L’AfD capitalizza su un malessere diffuso che ha fatto della Germania il grande malato d’Europa. Da qualche anno la sua economia non cresce più, vittima di un contesto che ha messo a repentaglio il piano strategico industriale e commerciale di Berlino. La Germania è da sempre votata all’export. La sua manifattura di prim’ordine si reggeva certo sulle capacità della sua forza lavoro, ma anche su energia a basso costo proveniente dalla Russia (specie gas naturale) e Cina e Usa come mercati chiave di sbocco per i suoi prodotti. Nel giro di un lustro, tutto questo è crollato. L’invasione dell’Ucraina ha escluso le forniture russe dal mix energetico tedesco, facendo lievitare i costi. La Cina, che ha anch’essa conosciuto un rallentamento della sua economia, ha ridotto le proprie importazioni dalla Germania, anche in virtù di un’industria automobilistica autoctona in grado di fare concorrenza agli storici marchi tedeschi come Audi, Bmw e Volkswagen. In ultimo, il protezionismo di Trump ha ulteriormente complicato il quadro del commercio internazionale. La Germania è ancora un paese ricco, ma non cresce più e cresce il malessere. A livello sociale, inoltre, l’enorme influsso di immigrati sponsorizzato come detto dalla Merkel all’apice della crisi siriana (circa un milione di arrivi, a cui si sono aggiunti 1,3 milioni di profughi ucraini dopo il 2022) ha creato risentimento diffuso verso costoro nelle fasce di popolazione meno abbienti. I costi sostenuti per aiutare i rifugiati tolgono soldi ai tedeschi, secondo la retorica dell’AfD. Un messaggio che a tutti gli effetti ha funzionato.
L’AfD rappresenta un vero e proprio incubo per Cdu ed Spd. Ora al governo insieme, i due principali partiti della Germania post-bellica sono così impegnati in quella che è una “coalizione ad excludendum” per impedire che l’AfD possa arrivare al potere. Merz, a capo di tale alleanza, è l’ultima carta che i partiti del centro possono giocare. L’AfD è una forza antisistema che, come e più di altri partiti di destra populista europei, non fa mistero del suo estremismo ideologico. Per un paese come la Repubblica federale, nato sulle ceneri del regime forse più repressivo e oscuro della storia, il contenimento dell’AfD è vitale.

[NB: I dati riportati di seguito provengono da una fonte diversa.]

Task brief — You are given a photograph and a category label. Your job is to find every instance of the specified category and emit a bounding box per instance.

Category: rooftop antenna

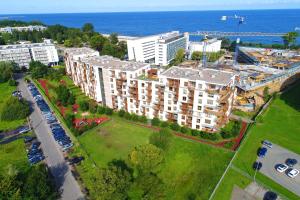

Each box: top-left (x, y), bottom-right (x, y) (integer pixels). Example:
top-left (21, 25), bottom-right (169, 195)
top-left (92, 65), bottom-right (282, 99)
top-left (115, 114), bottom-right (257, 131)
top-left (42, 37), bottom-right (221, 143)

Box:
top-left (221, 15), bottom-right (245, 65)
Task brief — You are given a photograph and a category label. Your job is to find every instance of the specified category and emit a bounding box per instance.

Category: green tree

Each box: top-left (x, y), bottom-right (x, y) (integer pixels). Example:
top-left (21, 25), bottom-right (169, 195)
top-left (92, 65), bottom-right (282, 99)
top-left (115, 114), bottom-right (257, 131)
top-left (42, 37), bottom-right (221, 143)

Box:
top-left (149, 128), bottom-right (173, 150)
top-left (282, 32), bottom-right (299, 48)
top-left (129, 144), bottom-right (164, 174)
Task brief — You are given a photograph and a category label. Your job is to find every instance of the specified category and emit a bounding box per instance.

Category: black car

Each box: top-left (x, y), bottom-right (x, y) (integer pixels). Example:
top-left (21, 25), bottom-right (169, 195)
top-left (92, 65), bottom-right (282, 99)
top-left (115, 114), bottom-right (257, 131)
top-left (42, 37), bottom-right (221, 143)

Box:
top-left (263, 191), bottom-right (277, 200)
top-left (252, 162), bottom-right (262, 171)
top-left (285, 158), bottom-right (298, 167)
top-left (69, 156), bottom-right (84, 165)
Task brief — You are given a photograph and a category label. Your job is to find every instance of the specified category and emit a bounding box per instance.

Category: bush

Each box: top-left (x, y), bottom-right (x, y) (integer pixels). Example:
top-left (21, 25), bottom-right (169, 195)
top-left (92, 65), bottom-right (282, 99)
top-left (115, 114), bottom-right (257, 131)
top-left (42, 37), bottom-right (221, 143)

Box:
top-left (160, 122), bottom-right (169, 128)
top-left (8, 79), bottom-right (18, 86)
top-left (151, 117), bottom-right (160, 126)
top-left (97, 106), bottom-right (105, 114)
top-left (170, 122), bottom-right (181, 131)
top-left (180, 126), bottom-right (190, 134)
top-left (105, 107), bottom-right (113, 115)
top-left (1, 97), bottom-right (30, 121)
top-left (118, 110), bottom-right (126, 117)
top-left (149, 128), bottom-right (172, 150)
top-left (139, 115), bottom-right (148, 123)
top-left (79, 101), bottom-right (89, 111)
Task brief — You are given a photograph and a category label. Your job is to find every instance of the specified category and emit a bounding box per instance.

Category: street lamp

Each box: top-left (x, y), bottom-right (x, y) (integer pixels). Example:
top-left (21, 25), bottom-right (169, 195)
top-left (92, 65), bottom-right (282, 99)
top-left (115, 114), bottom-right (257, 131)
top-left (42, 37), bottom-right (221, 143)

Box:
top-left (221, 15), bottom-right (245, 65)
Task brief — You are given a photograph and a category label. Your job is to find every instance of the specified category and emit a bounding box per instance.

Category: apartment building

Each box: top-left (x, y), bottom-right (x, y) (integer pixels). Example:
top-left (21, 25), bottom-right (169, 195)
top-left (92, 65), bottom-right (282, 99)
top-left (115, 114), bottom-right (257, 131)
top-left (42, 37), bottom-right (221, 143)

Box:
top-left (0, 41), bottom-right (59, 68)
top-left (65, 49), bottom-right (237, 132)
top-left (0, 25), bottom-right (47, 33)
top-left (127, 31), bottom-right (187, 66)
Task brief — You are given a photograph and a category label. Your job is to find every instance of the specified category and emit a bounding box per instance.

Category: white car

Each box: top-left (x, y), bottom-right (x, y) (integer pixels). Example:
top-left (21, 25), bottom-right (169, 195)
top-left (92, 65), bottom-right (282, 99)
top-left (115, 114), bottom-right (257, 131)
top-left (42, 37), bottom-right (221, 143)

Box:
top-left (287, 169), bottom-right (299, 178)
top-left (276, 164), bottom-right (289, 173)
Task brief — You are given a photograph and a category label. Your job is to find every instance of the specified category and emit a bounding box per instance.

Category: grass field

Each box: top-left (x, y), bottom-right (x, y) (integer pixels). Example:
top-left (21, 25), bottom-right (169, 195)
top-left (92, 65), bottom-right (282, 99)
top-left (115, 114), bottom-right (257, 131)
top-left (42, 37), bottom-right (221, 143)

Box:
top-left (79, 116), bottom-right (232, 199)
top-left (215, 84), bottom-right (300, 199)
top-left (0, 83), bottom-right (24, 132)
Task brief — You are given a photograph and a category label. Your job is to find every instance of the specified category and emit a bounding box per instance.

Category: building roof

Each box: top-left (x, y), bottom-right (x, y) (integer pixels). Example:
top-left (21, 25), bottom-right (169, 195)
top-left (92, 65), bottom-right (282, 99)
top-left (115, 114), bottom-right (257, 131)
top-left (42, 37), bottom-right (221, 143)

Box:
top-left (161, 66), bottom-right (235, 85)
top-left (82, 56), bottom-right (149, 71)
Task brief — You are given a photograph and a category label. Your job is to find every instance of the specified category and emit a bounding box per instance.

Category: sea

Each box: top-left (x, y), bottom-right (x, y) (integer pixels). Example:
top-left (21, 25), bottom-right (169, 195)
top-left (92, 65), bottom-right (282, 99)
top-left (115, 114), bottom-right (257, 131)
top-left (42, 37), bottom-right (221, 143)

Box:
top-left (0, 9), bottom-right (300, 44)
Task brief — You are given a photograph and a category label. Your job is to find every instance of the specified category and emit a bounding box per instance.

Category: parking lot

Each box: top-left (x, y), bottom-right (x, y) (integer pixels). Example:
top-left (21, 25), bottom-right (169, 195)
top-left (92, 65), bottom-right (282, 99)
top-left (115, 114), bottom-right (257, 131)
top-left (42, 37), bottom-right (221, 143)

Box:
top-left (258, 144), bottom-right (300, 196)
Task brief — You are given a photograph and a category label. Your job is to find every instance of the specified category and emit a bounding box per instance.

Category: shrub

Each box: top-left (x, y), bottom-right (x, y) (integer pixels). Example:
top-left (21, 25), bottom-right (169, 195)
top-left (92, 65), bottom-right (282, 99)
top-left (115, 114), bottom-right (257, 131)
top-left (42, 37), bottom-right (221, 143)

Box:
top-left (97, 106), bottom-right (105, 114)
top-left (118, 110), bottom-right (126, 117)
top-left (151, 117), bottom-right (160, 126)
top-left (1, 97), bottom-right (30, 121)
top-left (139, 115), bottom-right (148, 123)
top-left (160, 121), bottom-right (169, 128)
top-left (180, 126), bottom-right (189, 134)
top-left (105, 107), bottom-right (113, 115)
top-left (79, 101), bottom-right (89, 111)
top-left (8, 79), bottom-right (18, 86)
top-left (149, 128), bottom-right (172, 150)
top-left (170, 122), bottom-right (181, 131)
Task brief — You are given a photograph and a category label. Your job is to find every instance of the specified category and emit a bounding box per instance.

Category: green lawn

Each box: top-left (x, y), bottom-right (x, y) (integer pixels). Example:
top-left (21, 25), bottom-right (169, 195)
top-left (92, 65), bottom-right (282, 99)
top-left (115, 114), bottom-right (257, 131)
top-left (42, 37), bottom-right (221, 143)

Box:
top-left (0, 139), bottom-right (29, 173)
top-left (212, 81), bottom-right (300, 199)
top-left (79, 116), bottom-right (232, 199)
top-left (0, 83), bottom-right (24, 132)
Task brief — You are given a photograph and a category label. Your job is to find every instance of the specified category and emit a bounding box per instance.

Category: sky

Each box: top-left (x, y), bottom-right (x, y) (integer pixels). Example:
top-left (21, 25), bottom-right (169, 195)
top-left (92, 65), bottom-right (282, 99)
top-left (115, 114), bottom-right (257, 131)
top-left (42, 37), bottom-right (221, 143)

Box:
top-left (0, 0), bottom-right (300, 14)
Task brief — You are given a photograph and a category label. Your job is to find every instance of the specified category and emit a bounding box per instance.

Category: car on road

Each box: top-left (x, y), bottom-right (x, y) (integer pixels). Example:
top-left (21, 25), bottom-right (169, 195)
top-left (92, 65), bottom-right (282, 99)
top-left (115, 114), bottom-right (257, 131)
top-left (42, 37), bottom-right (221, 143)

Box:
top-left (252, 161), bottom-right (262, 171)
top-left (285, 158), bottom-right (298, 167)
top-left (276, 164), bottom-right (289, 173)
top-left (287, 169), bottom-right (299, 178)
top-left (262, 140), bottom-right (273, 148)
top-left (69, 156), bottom-right (84, 165)
top-left (257, 147), bottom-right (268, 158)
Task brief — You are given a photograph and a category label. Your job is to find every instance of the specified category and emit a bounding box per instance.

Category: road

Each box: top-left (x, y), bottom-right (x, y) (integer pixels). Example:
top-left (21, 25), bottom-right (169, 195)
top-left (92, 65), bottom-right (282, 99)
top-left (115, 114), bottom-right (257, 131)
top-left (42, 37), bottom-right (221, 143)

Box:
top-left (258, 144), bottom-right (300, 196)
top-left (18, 76), bottom-right (84, 200)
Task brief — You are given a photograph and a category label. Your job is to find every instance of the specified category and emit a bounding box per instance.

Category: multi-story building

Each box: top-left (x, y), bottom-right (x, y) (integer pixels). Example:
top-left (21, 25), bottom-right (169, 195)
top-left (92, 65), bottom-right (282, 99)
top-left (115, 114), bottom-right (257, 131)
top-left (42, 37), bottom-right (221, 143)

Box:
top-left (65, 46), bottom-right (237, 131)
top-left (0, 25), bottom-right (47, 33)
top-left (127, 31), bottom-right (187, 66)
top-left (0, 42), bottom-right (59, 68)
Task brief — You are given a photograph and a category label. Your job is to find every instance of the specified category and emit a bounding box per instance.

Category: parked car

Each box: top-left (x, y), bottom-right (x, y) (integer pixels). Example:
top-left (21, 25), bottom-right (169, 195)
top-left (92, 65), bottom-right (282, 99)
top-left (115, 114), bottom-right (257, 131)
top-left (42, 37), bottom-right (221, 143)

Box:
top-left (287, 169), bottom-right (299, 178)
top-left (262, 140), bottom-right (273, 148)
top-left (285, 158), bottom-right (298, 167)
top-left (69, 156), bottom-right (84, 165)
top-left (263, 191), bottom-right (277, 200)
top-left (276, 164), bottom-right (289, 173)
top-left (252, 161), bottom-right (262, 171)
top-left (257, 147), bottom-right (268, 158)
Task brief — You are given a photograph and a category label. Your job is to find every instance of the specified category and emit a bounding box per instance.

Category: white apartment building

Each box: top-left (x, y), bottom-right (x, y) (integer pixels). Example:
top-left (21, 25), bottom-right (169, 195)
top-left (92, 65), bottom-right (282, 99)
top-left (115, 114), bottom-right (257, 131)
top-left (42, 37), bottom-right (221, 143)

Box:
top-left (127, 31), bottom-right (187, 66)
top-left (188, 38), bottom-right (222, 56)
top-left (0, 25), bottom-right (47, 33)
top-left (0, 41), bottom-right (59, 68)
top-left (65, 49), bottom-right (238, 132)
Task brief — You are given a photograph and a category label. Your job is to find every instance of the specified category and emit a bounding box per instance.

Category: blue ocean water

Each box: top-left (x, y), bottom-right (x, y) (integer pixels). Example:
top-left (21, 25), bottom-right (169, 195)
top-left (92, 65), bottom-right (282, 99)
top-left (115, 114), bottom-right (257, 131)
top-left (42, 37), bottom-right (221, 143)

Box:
top-left (0, 9), bottom-right (300, 43)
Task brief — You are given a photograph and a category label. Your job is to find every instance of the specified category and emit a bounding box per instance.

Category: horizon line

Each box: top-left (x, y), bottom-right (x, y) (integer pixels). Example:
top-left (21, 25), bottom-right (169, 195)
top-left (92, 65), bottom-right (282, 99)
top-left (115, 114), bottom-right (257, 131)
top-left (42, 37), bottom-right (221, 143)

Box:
top-left (0, 7), bottom-right (300, 15)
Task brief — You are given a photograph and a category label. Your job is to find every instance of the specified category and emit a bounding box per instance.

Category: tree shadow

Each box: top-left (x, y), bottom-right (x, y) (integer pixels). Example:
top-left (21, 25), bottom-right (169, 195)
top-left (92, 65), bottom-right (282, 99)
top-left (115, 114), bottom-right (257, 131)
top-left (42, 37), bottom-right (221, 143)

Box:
top-left (280, 80), bottom-right (300, 112)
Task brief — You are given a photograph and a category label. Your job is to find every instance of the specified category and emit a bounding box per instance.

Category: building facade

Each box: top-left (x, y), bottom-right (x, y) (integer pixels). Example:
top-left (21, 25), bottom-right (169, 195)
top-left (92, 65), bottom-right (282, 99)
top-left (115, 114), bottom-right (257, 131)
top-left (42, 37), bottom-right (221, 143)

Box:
top-left (65, 49), bottom-right (237, 132)
top-left (127, 31), bottom-right (187, 66)
top-left (0, 42), bottom-right (59, 68)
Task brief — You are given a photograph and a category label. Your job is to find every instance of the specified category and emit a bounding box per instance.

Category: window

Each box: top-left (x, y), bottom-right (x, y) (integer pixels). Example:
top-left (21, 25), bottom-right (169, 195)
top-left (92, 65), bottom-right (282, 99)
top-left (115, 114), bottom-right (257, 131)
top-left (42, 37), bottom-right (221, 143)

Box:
top-left (207, 100), bottom-right (214, 105)
top-left (205, 119), bottom-right (211, 124)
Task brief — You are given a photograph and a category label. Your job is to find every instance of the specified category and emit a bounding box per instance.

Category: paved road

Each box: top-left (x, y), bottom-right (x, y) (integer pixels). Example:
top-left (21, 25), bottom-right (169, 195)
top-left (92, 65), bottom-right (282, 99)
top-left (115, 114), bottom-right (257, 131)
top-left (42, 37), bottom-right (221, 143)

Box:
top-left (259, 144), bottom-right (300, 197)
top-left (18, 75), bottom-right (84, 200)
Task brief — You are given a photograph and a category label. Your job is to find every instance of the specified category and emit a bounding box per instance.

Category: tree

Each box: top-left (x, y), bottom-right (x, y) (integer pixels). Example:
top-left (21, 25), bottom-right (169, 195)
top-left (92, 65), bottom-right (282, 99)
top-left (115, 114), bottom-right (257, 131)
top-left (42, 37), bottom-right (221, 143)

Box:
top-left (282, 32), bottom-right (299, 48)
top-left (109, 33), bottom-right (119, 44)
top-left (29, 61), bottom-right (48, 79)
top-left (0, 61), bottom-right (13, 83)
top-left (129, 144), bottom-right (164, 174)
top-left (149, 128), bottom-right (172, 150)
top-left (172, 49), bottom-right (185, 65)
top-left (0, 97), bottom-right (30, 121)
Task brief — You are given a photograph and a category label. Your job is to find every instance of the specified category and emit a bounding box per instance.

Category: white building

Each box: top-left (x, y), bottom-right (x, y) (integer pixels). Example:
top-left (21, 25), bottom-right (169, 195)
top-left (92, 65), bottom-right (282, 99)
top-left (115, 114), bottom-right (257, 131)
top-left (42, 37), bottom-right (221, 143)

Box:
top-left (188, 38), bottom-right (222, 56)
top-left (0, 25), bottom-right (47, 33)
top-left (65, 48), bottom-right (237, 132)
top-left (0, 41), bottom-right (59, 68)
top-left (127, 31), bottom-right (187, 66)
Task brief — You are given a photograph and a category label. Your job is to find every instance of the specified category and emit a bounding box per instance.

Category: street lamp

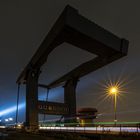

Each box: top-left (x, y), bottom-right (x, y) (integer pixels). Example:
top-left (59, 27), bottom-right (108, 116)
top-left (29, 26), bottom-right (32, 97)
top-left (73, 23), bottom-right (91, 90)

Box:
top-left (109, 86), bottom-right (118, 125)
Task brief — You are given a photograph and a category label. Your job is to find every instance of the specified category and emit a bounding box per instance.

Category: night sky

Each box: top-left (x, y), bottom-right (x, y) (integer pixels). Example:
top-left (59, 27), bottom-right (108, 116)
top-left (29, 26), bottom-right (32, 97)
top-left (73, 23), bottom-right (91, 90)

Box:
top-left (0, 0), bottom-right (140, 121)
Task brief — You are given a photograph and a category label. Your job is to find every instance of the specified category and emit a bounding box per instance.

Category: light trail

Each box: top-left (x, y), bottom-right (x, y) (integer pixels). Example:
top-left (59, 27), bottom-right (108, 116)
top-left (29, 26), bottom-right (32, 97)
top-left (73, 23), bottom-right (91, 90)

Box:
top-left (39, 127), bottom-right (140, 133)
top-left (0, 103), bottom-right (25, 117)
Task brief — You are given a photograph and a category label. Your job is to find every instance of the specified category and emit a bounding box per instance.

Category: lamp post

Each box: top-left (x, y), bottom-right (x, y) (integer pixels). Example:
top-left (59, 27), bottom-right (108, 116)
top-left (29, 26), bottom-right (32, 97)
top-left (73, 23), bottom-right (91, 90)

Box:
top-left (109, 87), bottom-right (118, 125)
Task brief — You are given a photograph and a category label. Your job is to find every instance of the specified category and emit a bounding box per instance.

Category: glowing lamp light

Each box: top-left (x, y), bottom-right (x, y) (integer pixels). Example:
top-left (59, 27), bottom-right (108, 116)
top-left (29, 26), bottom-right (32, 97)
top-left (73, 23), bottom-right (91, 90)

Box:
top-left (109, 87), bottom-right (118, 94)
top-left (0, 103), bottom-right (25, 117)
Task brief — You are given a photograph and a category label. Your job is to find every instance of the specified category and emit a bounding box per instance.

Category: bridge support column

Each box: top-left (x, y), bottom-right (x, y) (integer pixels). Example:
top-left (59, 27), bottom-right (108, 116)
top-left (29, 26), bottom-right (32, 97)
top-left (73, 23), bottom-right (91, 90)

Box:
top-left (64, 78), bottom-right (78, 123)
top-left (26, 70), bottom-right (39, 130)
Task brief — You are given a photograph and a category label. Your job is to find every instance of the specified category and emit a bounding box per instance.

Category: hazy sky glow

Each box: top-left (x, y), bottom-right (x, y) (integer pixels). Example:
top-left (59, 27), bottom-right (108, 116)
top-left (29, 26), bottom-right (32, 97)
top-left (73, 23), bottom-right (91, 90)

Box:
top-left (0, 0), bottom-right (140, 121)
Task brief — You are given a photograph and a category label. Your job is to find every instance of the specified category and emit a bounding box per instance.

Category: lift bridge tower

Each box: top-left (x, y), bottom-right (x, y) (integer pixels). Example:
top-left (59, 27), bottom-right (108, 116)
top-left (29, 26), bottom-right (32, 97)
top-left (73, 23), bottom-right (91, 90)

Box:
top-left (17, 5), bottom-right (128, 130)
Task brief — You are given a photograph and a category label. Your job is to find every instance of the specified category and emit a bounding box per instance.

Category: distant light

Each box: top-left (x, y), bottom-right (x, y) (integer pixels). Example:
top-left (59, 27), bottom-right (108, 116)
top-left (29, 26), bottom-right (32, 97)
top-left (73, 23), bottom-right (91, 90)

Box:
top-left (8, 118), bottom-right (13, 121)
top-left (5, 119), bottom-right (9, 122)
top-left (109, 86), bottom-right (118, 94)
top-left (0, 103), bottom-right (25, 116)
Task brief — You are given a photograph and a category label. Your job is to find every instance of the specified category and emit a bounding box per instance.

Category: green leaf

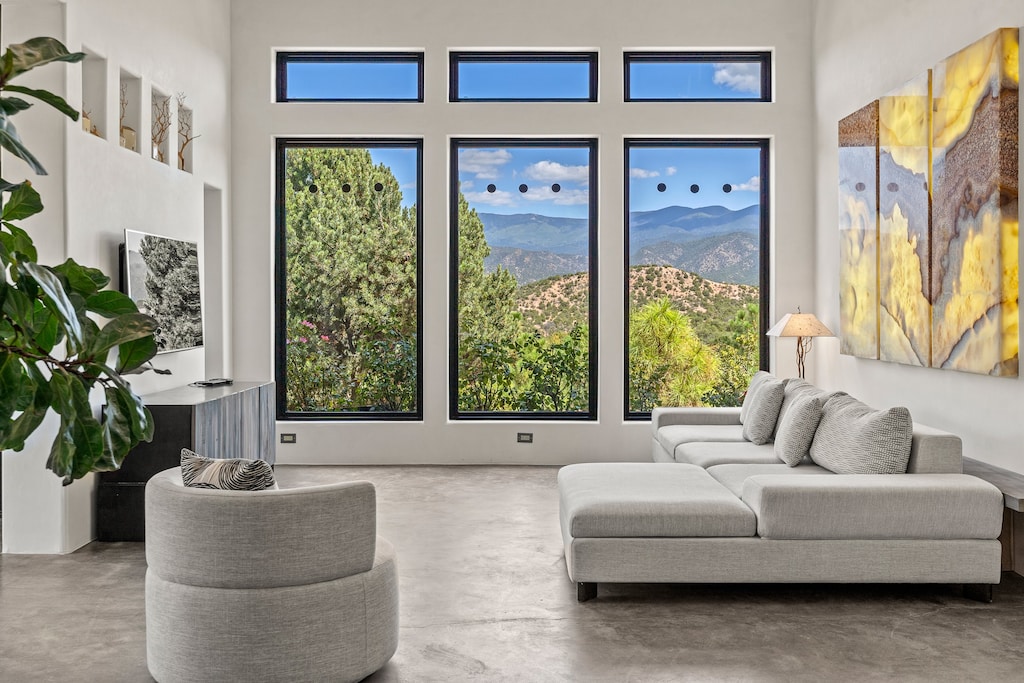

Ma cosa fare, mentre questa guadagna consenso? La Cdu di Merz ha cambiato la sua stessa retorica in senso più conservatore e nazionalista rispetto a quanto mai fatto dalla Merkel: un modo per fare appello a chi vota o voterebbe per l’AfD, e dire che anche i cristiani-democratici possono rispondere alle loro aspettative. C’è addirittura chi dice di aprire invece una trattativa con l’AfD, includerla nel processo decisionale politico per moderarne toni e propositi. A questi c’è chi risponde: è quanto fatto dai conservatori Von Papen e Hindenburg negli anni Trenta con i nazionalsocialisti. Il peso della storia, come e più di sempre, grava ora sulla Germania: le prossime elezioni politiche, nel 2029, potrebbero arrivare prima del previsto.